Como disse ontem o presidente do Supremo, Ayres Britto, a dosimetria é tarefa muito mais simples para um juiz singular do que para um colegiado como o do STF, visto como uma reunião de 11 ilhas, cada qual com seu próprio ponto de vista.
Saber voltar atrás em decisões pessoais para se adaptar ao voto majoritário é uma tarefa árdua para muitas daquelas personalidades, que estão aprendendo a fazer isso diante dos olhos da opinião pública, os telespectadores.
O que aconteceu ontem foi muito diferente dos primeiros dias da dosimetria, quando houve erros claros no uso de legislação e aplicação de pena que não existia na lei. O que se viu ontem foi a preocupação saudável de todos os ministros de dar coerência às penas, mesmo que seja preciso revisitar algumas das penas já dadas a Marcos Valério.

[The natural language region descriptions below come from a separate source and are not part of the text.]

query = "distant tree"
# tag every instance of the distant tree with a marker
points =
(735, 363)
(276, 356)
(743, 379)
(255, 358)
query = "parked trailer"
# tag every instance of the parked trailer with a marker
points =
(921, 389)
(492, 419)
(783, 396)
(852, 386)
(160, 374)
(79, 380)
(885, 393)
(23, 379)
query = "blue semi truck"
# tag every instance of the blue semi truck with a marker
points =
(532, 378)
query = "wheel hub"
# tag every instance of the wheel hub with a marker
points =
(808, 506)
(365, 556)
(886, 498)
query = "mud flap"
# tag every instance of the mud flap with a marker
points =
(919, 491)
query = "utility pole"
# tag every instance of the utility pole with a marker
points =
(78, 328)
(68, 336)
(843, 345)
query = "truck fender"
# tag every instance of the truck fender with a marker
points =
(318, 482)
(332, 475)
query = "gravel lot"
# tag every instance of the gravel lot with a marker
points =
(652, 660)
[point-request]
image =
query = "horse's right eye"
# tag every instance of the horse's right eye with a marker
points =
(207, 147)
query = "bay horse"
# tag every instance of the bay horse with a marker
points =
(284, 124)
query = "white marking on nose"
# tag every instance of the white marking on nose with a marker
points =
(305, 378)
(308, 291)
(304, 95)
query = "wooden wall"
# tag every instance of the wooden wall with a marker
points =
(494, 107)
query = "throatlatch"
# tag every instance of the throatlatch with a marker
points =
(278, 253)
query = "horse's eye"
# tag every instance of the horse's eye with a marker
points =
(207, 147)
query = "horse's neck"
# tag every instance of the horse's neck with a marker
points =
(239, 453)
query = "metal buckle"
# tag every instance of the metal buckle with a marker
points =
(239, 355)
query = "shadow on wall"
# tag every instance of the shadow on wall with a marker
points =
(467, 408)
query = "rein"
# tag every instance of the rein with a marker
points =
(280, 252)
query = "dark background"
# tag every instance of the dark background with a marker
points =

Precisamos de critérios e premissas, bradou a certa hora Luiz Fux. Há evidentemente uma diferença conceitual entre o que pensa o relator Joaquim Barbosa e o revisor Lewandowski sobre a aplicação das penas, mas ambos concordam em que é preciso tomar cuidado para que as penas de todos os réus guardem coerência entre si.
E, para isso, se dispuseram a rever seus critérios em relação a Ramon Hollerbach, para que sua punição no caso de lavagem de dinheiro seja menor que a dada a Marcos Valério.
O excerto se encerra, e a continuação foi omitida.